- The Cotton Bowl in Dallas, Texas, hosted the Cotton Bowl Classic.
- Date: January 1, 2001
- Season: 2000
- Stadium: Cotton Bowl
- Location: Dallas, Texas
- MVP: QB Jonathan Beasley (Kansas State) DE Chris L. Johnson (Kansas State)
- Referee: R.G. Detillier (C-USA)
- Attendance: 63,465

United States TV coverage
- Network: Fox
- Announcers: Thom Brennaman, Tim Green and Dave Lapham

= 2001 Cotton Bowl Classic =

The 2001 Southwestern Bell Cotton Bowl Classic was a college football bowl game played on January 1, 2001, at the Cotton Bowl in Dallas, Texas, USA. The Cotton Bowl was part of the 2000 NCAA Division I-A football season. The bowl game featured the Tennessee Volunteers from the SEC and the Kansas State Wildcats from the Big 12 and was televised in the United States on Fox.

==Game summary==

The Kansas State Wildcats became just the second team to win 11 games in four consecutive seasons by defeating The Tennessee Volunteers, 35–21, in the 2001 Cotton Bowl Classic.

Third-quarter touchdown runs of 12 and six yards by junior Josh Scobey three minutes apart were the difference as Kansas State improved its four-year record to 44–8, including three bowl victories.

The Wildcats (11–3) joined The Florida State Seminoles as the only teams to reach the 11-win plateau in four consecutive seasons.

After losing to #1 Oklahoma in the Big 12 Conference championship game, Wildcats head coach Bill Snyder gave his players the chance to vote on whether or not they wanted to accept a Cotton Bowl Classic bid. The vote was unanimous, and the Wildcats played well in their second trip to Dallas in five years.

Having lost the 1997 Cotton Bowl Classic to BYU, the Wildcats scored on their second possession and led 21–7 just 19½ minutes into the contest.

Senior quarterback Jonathan Beasley ran for a 14-yard score and threw TD passes of 56 and 10 yards to Quincy Morgan to give Kansas State the two-touchdown advantage.

The Wildcats frustrated Tennessee freshman quarterback Casey Clausen into a miserable 7-of-25, three-interception performance. Clausen did throw a 17-yard TD pass to TE David Martin, forcing a 7–7 tie in the first minute of the second quarter.
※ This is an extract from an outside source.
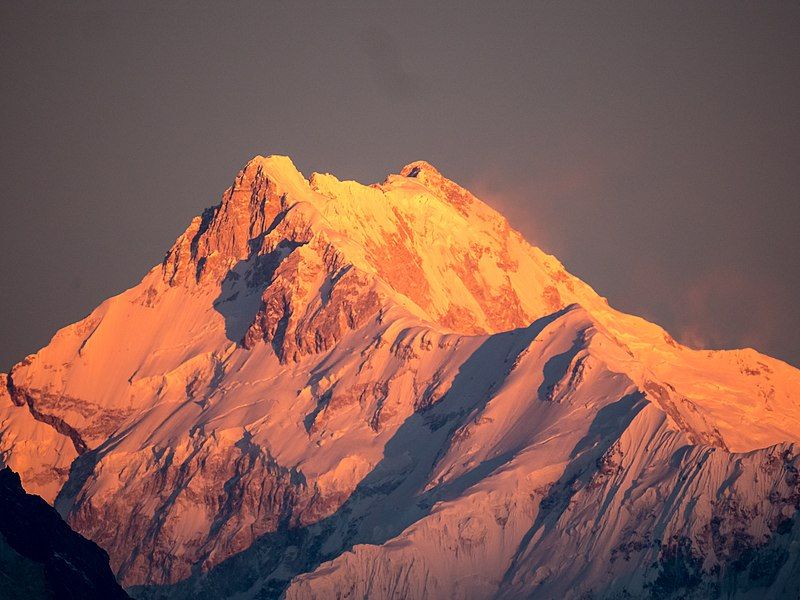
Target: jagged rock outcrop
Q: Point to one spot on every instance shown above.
(41, 557)
(325, 385)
Scobey set a Kansas State bowl record by rushing for 147 yards on 28 carries, breaking the mark of 133 yards set by J.J. Smith in the 1993 Copper Bowl. Beasley added 98 yards on 17 attempts while completing 13-of-27 passes for 210 yards.

Tennessee's Travis Henry carried 17 times for 180 yards, 81 coming on a late touchdown scamper. The Volunteers (8–4) had their seven-game winning streak halted.